Cave of Forgotten Dreams

Mark Leyner, The Sugar Frosted Nutsack
Werner Herzog, Cave of Forgotten Dreams
Sherlock
Owl & the Pussycat, Owl & the Pussycat
10 Secs from Every Hit Song of the '90s (via WFMU's Beware of the Blog)
World Party, Private Revolution
Bombay Bicycle Club, A Different Kind of Fix
Matthew Dear, Headcage

Chick Corea/Eddie Gomez/Paul Motian, Further Exploations
Ultra-slow version of Kate Bush's "Wuthering Heights"
(via YouTube)

I finished Nutsack. I'll have a formalized review forthcoming somewhere/how for Nutsack is a book that calls for one, but really, I think I just like saying "nutsack." Who doesn't?

I watched Cave of Forgotten Dreams last night on Netflix on my iPad and had a salient point to make about how they know it is the same cave painter throughout because his/her handprint has a crooked little finger, and how you put your crooked little fingers on the iPad screen to make things happen and that when I went to put my hand on his, the movie stopped and it was a meta-cave-drawing-discovery, frozen in time. That wasn't the point I had at the  time, but that point is now lost. I also liked how there are preserved cave bear tracks in the dust.

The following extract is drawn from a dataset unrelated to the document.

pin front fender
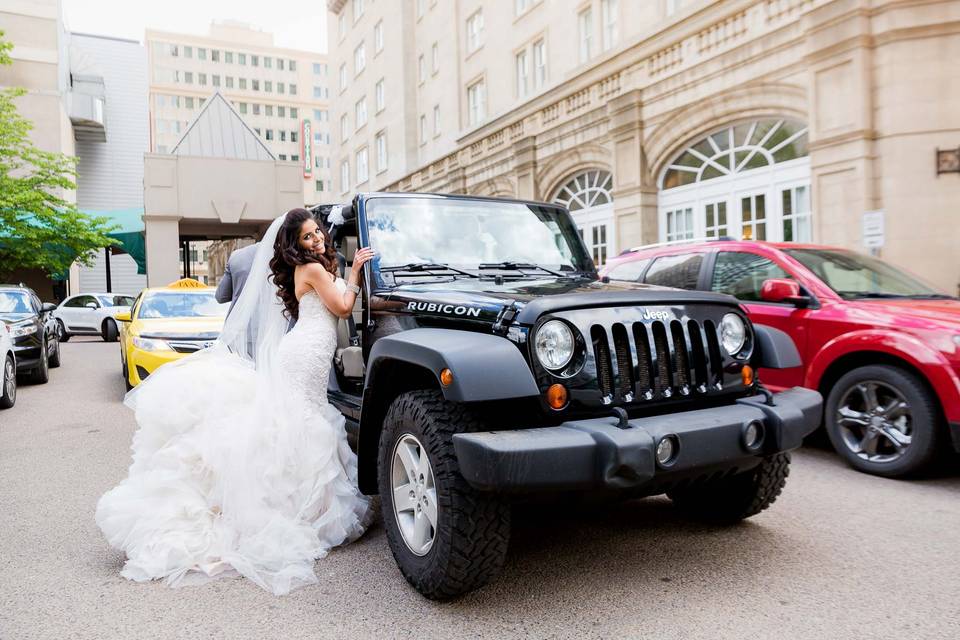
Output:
[803,329,960,422]
[366,328,539,402]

I did almost nothing this weekend but watch season 2 of BBC One's Sherlock on the laptop, and I could talk about the sensation of watching a detective genius on his laptop on my laptop, but the point I'm working is there is a scene where old Sher is trying to clear his name on something and wanting to know if his housekeeper (who forever claims to be not his housekeeper) if his room had been dusted. "In dust lies the truth" he claims with great dramatic flourish, or something to that effect.

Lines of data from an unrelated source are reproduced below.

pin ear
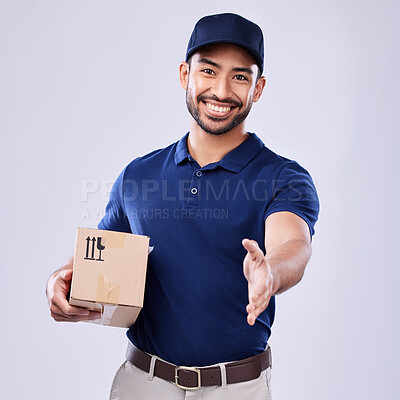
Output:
[253,76,267,103]
[179,61,189,90]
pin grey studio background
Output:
[0,0,400,400]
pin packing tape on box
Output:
[101,232,126,250]
[96,274,120,304]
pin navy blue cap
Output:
[186,13,264,72]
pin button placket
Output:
[187,170,203,206]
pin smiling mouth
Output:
[203,101,236,117]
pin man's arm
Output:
[46,257,100,322]
[242,211,311,325]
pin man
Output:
[48,14,319,400]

Sherlock is great TV, my favorite show going. The English, through the focused projector of The BBC Dramatic Series, understand how to work an archetype. These episodes are based on the old stories, the original episodes as it were, and yet are fresh. You want to know how old horsey Benedict Cumberbatch manifests the great detective's opium problem or his seedy connections, and it all falls perfectly into place like dust in a sunbeam. The hat becomes a great meta-joke.

My friend Clarke and I had a conversation about swamp pop, a curious strain of oldies as practiced here in South Louisiana. I mentioned that in writing my book, it was the music I was least prepared to embrace really, but I've come to love it. It's like when Jasper Johns painted that same flag over and over different ways, images the mind already knows is his phrase, I believe. These swamp pop guys take the tiredest of old songs and breathe stunning life into them.

Speaking of old songs, or maybe just dust collection, I got an email that World Party was assembling a 5CD collection of hits and outtakes. Didn't they just have the one song, albeit a good one?


World Party, "Ship of Fools"

but then I remembered "Private Revolution" with hot ass Sinead O'Connor shimmying in the background


World Party, "Private Revolution"

In 1987, it was pointless to try to not sound like Prince, whose revolution was unstoppable. We all wanted to look like Karl Wallinger and have someone who looked like Sinead O'Connor dancing like that behind us.